4. Antaraatmanama; Tuhan meresapi segalanya dalam bentuk atma atau zat ketuhanan. Segalanya adalah Brahman (monisme).
5. Archananaama; Tuhan yang terwujudkan dalam bentuk archa atau pertima (replika mini) seperti patung dalam berbagai bahan dan wujud.

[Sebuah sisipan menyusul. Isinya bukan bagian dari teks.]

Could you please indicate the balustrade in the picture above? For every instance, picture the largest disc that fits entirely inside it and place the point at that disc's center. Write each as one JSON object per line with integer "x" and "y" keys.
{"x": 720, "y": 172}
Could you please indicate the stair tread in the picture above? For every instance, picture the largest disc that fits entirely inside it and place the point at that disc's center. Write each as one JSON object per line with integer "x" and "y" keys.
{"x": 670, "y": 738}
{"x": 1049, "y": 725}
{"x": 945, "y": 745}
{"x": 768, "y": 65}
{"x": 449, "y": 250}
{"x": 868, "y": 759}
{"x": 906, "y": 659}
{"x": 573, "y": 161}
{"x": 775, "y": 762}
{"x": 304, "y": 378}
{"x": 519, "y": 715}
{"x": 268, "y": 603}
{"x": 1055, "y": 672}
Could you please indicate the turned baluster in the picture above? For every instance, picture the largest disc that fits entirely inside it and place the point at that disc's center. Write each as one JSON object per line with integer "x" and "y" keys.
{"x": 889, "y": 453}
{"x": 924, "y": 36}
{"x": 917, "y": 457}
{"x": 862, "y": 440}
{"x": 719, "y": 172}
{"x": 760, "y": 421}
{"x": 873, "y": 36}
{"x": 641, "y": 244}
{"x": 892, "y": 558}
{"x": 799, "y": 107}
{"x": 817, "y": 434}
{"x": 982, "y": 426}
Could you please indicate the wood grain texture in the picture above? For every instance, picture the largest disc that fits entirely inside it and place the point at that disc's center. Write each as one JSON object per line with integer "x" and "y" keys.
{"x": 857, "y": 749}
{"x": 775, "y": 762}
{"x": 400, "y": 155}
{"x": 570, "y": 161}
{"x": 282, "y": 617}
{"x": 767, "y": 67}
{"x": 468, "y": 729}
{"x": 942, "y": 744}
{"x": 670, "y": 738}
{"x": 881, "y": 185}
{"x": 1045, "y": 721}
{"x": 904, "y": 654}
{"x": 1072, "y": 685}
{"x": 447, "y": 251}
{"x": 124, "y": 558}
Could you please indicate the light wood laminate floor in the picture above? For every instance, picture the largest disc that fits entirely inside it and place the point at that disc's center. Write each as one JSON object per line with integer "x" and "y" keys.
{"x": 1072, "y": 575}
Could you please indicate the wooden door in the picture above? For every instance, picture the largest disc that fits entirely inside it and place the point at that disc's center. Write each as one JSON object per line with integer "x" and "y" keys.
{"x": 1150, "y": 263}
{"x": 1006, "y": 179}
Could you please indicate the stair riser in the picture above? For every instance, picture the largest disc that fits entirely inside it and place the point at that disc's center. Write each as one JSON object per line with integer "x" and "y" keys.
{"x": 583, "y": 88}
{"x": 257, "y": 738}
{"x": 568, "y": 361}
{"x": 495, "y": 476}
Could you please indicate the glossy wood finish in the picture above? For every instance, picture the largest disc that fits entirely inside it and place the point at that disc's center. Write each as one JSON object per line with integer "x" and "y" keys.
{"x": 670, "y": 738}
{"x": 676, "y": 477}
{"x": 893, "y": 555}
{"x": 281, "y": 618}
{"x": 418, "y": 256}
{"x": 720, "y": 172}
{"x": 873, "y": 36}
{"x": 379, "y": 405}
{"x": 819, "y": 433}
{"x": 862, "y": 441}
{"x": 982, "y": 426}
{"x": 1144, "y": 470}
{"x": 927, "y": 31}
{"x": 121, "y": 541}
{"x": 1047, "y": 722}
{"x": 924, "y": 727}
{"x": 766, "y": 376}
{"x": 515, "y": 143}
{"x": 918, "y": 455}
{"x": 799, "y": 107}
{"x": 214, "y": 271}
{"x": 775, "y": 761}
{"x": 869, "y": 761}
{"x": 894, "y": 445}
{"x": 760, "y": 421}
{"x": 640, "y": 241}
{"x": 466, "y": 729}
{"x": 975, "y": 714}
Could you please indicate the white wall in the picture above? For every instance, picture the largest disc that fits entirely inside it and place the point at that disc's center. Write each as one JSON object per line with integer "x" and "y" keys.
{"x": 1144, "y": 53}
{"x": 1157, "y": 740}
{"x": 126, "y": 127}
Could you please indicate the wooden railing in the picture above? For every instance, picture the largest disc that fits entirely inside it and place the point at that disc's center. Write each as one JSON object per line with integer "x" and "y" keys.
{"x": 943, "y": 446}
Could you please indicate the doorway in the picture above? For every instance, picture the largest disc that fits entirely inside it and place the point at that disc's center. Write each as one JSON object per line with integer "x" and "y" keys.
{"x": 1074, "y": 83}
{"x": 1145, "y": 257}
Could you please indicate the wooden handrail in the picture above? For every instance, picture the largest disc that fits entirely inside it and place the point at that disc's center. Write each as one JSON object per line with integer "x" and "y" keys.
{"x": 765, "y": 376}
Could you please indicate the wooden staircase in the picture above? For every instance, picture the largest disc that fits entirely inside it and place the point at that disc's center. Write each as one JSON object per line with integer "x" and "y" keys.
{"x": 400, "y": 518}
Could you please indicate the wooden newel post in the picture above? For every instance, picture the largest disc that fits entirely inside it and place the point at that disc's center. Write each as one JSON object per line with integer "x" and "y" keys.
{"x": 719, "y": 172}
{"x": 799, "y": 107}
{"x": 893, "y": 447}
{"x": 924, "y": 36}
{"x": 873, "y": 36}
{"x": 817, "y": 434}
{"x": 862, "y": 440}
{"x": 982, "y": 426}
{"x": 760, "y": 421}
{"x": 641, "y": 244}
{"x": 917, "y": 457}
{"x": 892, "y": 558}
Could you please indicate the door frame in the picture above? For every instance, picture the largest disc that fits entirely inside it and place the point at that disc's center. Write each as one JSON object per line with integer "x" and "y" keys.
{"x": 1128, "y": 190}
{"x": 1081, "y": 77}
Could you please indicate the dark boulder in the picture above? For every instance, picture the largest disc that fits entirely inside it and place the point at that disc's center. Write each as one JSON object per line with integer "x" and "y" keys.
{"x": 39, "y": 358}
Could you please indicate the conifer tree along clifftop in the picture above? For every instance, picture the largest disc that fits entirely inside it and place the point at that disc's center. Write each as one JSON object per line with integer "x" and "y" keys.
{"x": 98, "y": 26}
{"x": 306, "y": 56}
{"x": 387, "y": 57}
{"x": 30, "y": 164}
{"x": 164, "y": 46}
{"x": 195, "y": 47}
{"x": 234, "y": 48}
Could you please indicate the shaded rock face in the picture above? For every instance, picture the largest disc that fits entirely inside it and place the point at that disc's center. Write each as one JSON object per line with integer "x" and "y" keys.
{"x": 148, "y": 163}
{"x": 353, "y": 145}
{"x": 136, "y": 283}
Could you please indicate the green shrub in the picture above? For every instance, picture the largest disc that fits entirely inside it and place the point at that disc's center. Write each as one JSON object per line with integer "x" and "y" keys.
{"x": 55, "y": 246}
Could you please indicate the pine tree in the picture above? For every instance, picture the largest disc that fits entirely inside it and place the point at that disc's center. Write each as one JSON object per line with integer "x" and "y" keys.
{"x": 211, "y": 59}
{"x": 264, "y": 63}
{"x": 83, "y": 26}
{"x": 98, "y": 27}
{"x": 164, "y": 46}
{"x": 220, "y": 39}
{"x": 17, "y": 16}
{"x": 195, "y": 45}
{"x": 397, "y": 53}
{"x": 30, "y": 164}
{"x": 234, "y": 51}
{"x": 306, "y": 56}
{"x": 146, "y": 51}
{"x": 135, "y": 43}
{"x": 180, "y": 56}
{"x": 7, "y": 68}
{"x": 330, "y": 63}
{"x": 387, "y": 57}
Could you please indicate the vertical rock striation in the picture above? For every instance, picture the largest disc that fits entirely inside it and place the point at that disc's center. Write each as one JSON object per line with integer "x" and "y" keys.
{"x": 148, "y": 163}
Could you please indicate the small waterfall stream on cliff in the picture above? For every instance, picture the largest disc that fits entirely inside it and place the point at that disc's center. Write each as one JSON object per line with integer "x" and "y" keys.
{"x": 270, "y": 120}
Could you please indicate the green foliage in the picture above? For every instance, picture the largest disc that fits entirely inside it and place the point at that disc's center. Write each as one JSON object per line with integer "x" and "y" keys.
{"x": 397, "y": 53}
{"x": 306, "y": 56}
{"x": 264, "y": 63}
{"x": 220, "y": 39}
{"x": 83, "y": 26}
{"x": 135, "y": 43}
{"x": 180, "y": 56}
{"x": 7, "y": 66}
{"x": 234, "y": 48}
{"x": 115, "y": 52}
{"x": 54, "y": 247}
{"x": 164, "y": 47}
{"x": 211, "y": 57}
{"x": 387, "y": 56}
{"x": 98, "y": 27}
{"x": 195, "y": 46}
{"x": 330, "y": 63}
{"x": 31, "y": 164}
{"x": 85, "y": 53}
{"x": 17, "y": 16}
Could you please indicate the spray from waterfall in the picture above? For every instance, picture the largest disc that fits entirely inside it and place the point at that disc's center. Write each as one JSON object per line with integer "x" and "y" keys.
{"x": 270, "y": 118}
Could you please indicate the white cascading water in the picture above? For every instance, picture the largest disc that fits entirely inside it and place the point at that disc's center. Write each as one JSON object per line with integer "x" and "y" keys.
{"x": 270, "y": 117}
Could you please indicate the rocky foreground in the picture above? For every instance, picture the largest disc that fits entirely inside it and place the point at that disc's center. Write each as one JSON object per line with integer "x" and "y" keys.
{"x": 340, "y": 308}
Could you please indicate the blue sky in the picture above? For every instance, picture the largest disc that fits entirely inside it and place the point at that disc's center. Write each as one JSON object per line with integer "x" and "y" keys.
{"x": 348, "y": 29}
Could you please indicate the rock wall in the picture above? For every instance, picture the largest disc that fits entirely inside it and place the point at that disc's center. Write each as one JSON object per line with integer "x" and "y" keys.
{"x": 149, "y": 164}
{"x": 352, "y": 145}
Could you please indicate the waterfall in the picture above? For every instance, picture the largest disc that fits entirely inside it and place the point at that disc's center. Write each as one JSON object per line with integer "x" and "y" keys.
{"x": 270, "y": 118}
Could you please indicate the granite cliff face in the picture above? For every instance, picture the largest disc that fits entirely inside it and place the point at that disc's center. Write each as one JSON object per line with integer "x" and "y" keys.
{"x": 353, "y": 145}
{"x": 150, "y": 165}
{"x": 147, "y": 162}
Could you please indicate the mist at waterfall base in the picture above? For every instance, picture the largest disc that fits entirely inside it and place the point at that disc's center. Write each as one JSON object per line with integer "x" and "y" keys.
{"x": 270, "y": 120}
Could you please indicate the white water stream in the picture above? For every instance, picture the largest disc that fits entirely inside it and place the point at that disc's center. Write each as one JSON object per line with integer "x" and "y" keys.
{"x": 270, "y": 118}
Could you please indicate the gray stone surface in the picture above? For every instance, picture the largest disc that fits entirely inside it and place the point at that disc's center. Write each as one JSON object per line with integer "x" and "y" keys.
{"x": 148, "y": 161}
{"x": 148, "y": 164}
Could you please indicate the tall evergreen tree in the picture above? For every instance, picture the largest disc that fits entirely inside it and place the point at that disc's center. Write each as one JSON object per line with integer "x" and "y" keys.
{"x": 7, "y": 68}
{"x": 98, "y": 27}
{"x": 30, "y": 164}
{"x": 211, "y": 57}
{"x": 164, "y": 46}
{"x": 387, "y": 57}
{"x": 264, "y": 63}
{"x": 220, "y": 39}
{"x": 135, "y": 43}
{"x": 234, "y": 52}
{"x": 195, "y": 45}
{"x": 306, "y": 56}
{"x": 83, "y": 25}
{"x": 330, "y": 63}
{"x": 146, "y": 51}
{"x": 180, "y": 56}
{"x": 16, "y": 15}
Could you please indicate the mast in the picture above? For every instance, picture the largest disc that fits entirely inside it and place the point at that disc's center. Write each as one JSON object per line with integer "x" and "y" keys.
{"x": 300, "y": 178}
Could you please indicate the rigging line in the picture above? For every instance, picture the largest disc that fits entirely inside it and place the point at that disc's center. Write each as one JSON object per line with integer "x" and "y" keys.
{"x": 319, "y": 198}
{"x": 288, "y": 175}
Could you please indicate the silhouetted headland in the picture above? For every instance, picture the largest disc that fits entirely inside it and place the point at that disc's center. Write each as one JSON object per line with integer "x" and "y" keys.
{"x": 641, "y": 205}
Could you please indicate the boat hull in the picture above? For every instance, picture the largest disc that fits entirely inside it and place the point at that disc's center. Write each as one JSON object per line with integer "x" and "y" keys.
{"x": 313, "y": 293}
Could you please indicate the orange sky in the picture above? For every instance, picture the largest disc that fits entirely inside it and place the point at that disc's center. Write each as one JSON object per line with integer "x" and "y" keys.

Dari uraian di atas bisa disimpulkan bahwa ketuhanan dalam agama Hindu adalah perpaduan dari monoteisme transenden, monoteisme imanen, dan monisme yang disebut pantheisme. Sekali lagi, ditegaskan dalam agama Hindu apapun wujud dan rupanya Tuhan diyakinain hanya satu (esa). Keesaan Tuhan atau Brahma itu dibuktikan dalam berbagai mantra-mantra (ayat-ayat) dalam Veda seperti pada Rg. Veda I.64.46 yang berbunyi:

Mereka menyebutnya dengan Indra, Mitra, Varuna, dan Agni
Beliau yang bersayap keemasan Garutman
Beliau Esa orang bijaksana menyebutNya banyak
Nama: Indra, Yama, Marisvan
 
Mantra di atas juga sama disebutkan dalam Bhagavadgita XI.39 dan juga dalam Savastava. 3 yang menyebutkan bahwa Tuhan itu disebut dengan berbagai nama, walaupun sesungguhnya Brahman itu Esa.
Brahman menurut Veda juga tidak berjenis kelamin dan berusia. Dengan kata lain jenis kelamin dan usia segalanya ada pada diri Tuhan (Artharvaveda.X.8.27: Rgveda VIII.58.2). Hal tersebut logis menurut Vedanta, karena Tuhan adalah segalanya dalam kaitannya konsep monisme. Dengan begitu Tuhan menurut Veda adalah seorang Anak, seorang Ibu, Bapa, Nenek, Datuk, Kekasih dan sekaligus adalah gabungan itu semua, atau bukan semua hal seperti.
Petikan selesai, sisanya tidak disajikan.